Dr. Rawlins: No it's THEIR runway, Jim! Try not to think so much! Try not to THINK so much!

[after Basie's friend killed Jim's Japanese friend]
Jim: Bastard! He gave me a mango!
Basie: I'll give you a whole goddamn fruit salad. There are Frigidaires falling from the sky. It's kingdom come!
Jim: He was my friend!
Basie: He was a Jap!
Jim: The war's over!

Jim: I touched it! I touched it! I felt the heat! I can taste it in my mouth, oil and cordite!

[approching a group of Japanese soldiers in Shanghai]
Jamie: Excuse me everyone...
[throws arms up]
Jamie: I surrender.
Japanese Soldiers: [laughing and mocking Jamie] I surrender! I surrender. Banzai! Banzai!

Jamie: Help me, I'm British.

Jim: Are you with the American Fleet?
Frank: American Fleet! Looks like you lost your shirt kid.

Basie: What did you say your name was boy?
Jamie: Jamie and I'm building a man-flying kite and writing a book called Contract Bridge.
Basie: Jim a new name for a new life.

[last lines]
Mary Graham: [upon finding her barely recognizable son] Jamie?... Jamie?... Jamie?

[first lines]
Narrator: [title card] In 1941 China and Japan had been in a state of undeclared war for four years. A Japanese army of occupation was in control of much of the countryside and many towns and cities. In Shanghai thousands of Westerners, protected by the diplomatic security of the International Settlement, continued to live as they had lived since the British came here in the 19th century and built in the image of their own country... built banking houses, hotels, offices, churches and homes that might have been uprooted from Liverpool or Surrey. Now their time was running out. Outside Shanghai the Japanese dug in and waited... for Pearl Harbor.

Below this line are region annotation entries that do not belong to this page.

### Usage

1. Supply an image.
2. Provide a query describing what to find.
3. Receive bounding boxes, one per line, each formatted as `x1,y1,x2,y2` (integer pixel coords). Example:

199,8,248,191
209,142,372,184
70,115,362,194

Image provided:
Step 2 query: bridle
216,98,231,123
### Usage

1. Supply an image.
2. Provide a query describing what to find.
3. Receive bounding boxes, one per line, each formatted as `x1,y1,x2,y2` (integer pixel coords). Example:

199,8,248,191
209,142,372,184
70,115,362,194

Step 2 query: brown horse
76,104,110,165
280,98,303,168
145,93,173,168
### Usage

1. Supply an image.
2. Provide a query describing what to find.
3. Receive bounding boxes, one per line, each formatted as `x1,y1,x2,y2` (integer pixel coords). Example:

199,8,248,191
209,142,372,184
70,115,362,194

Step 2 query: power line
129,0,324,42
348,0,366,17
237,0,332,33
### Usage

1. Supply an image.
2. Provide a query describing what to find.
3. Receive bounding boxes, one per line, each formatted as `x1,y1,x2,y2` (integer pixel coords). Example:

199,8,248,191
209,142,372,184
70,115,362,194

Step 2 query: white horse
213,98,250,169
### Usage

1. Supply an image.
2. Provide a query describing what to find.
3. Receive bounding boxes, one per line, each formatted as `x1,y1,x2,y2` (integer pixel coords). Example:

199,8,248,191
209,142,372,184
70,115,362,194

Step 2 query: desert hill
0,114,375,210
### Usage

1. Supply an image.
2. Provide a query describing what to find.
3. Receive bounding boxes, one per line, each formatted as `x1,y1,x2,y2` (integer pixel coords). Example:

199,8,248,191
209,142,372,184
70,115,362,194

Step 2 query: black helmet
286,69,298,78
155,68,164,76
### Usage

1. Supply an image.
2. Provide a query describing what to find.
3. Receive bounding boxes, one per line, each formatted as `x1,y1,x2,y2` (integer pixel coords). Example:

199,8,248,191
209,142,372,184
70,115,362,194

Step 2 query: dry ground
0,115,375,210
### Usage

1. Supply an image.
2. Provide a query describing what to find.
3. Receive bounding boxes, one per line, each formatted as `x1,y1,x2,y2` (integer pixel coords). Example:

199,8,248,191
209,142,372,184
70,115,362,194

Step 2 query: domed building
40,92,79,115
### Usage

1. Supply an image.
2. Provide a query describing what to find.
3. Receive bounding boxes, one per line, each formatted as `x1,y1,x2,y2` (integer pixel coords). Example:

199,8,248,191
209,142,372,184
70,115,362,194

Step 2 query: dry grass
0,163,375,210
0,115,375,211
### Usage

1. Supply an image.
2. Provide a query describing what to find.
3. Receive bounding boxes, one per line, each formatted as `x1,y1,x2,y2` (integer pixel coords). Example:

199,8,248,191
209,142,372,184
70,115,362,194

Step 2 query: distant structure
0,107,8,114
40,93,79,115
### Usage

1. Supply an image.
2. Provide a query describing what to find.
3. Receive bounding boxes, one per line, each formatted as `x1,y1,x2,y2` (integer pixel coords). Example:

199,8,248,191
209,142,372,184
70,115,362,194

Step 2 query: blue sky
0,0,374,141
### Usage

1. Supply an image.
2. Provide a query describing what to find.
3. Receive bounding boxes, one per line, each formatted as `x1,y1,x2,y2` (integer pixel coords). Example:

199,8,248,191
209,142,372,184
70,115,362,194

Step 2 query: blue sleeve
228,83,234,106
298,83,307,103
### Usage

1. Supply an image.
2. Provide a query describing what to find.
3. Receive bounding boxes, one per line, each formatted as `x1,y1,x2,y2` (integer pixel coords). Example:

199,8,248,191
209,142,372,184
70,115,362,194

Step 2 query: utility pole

Basie: Don't let me down kid you're an American now.
Jim: [in a Brooklyn accent] Hey how'ya doin' Frank?

Dainty: What else you betting with Baise?
Basie: My LIFE.
[shows a copy of LIFE magazine]

Jim: [during an American airstrike] P-51! Cadillac of the sky!

Jim: Would you like a Hershey bar?
Nina: Oh yes, please
Jim: So would I kid, have you got one?

Frank: [Frank and Basie see Japanese men dancing in the house] Damn it Basie, they're Japs
Basie: I can see that Frank, back out of here.
Frank: I can't back out, there's no reverse
Basie: Just go foward
Frank: Come on.

Basie: Jesus, those Coney Island pilots!

Jim: I can bring everyone back. Everyone.

Jim: [about the Japanese troops camped nearby] It almost looks as if they're waiting for something to happen...
John Graham, Jim's father: Yes.
Jim: They didn't look angry or anything...
Maxton: It's not their anger; it's their patience.